A- farmers shouldn't base their livelihood on govt handouts.

B- still, none of those farms in the OP are because of USAID cuts, because those would be loans for seed that they are gathering now.
A -- they don't. The US government is invested in sustainable food prices around propping up farmers. Without those government handouts, the cost of groceries to the general population would skyrocket.

B -- I didn't say the farms in the OP are directly because of USAID cuts. I said that projected USAID cuts contributes to lower expected prices for the farmers' crops. The farmers with USAID contracts will have their contracts honored. But it's the farmers relying on market prices who will suffer.

Example: You and I both sell horse buggy whips. You have a contract with the government. I sell direct to market. The market sets its purchase price for buggy whips based on demand for our supply. That demand is partially driven by how many whips the government is buying. If the government is buying 50% of the whips, the other 50% is in higher demand.

Then the government announces that they will no longer be buying 50% of the whips in the future. The price for whips will go down because the expected demand for whips is going down. You will not feel the effect because your contract with the government will be honored.
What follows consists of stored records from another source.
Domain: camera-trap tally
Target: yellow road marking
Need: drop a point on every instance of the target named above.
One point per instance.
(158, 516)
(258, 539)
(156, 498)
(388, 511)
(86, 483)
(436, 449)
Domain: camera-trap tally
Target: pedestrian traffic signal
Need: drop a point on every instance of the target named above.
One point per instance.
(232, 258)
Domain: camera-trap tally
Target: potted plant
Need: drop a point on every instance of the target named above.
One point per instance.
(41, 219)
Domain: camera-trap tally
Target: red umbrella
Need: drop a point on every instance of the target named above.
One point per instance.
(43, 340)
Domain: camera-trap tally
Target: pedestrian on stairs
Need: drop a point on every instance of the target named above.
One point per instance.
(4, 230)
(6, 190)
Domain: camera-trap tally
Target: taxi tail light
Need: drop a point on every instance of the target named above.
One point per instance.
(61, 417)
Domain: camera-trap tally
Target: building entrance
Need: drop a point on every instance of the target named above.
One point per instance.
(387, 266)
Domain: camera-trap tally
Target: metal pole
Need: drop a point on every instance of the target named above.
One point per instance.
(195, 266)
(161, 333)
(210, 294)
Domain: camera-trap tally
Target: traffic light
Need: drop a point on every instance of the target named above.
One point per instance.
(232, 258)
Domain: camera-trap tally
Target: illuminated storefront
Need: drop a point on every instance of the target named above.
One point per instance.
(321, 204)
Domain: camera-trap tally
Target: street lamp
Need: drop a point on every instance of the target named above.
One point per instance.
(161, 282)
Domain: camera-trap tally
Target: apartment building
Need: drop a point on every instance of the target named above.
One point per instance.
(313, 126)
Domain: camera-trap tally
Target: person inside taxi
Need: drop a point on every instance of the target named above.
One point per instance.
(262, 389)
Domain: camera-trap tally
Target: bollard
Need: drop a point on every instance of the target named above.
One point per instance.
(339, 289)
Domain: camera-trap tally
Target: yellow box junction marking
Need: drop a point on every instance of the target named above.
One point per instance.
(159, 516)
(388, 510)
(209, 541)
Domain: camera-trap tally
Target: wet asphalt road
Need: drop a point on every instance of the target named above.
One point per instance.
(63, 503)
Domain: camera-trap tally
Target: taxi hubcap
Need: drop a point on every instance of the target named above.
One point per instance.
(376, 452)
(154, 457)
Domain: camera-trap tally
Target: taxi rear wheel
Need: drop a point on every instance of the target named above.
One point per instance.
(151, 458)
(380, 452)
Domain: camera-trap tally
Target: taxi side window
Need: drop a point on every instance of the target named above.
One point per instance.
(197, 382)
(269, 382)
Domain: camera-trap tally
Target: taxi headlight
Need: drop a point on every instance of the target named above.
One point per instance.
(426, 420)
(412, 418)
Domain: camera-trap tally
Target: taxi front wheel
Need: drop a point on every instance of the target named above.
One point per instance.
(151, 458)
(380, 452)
I will because the price for what I sell is decreasing due to the expected lower demand and excess supply. So, anticipating my future lower revenue numbers, I file bankruptcy to restructure my debt taking into account lower prices for buggy whips in the future. You do not have to do this until your contract with the government comes to a conclusion.

My bankruptcy is a forerunner of a change in the market. Your immediate market is unchanged because your buyer is contracted to you for the near future.

This is a basic supply and demand issue when a market knows that a major consumer of a product is pivoting to fewer purchases in the future. Those insulated with contracts are protected while those relying on market rates are not.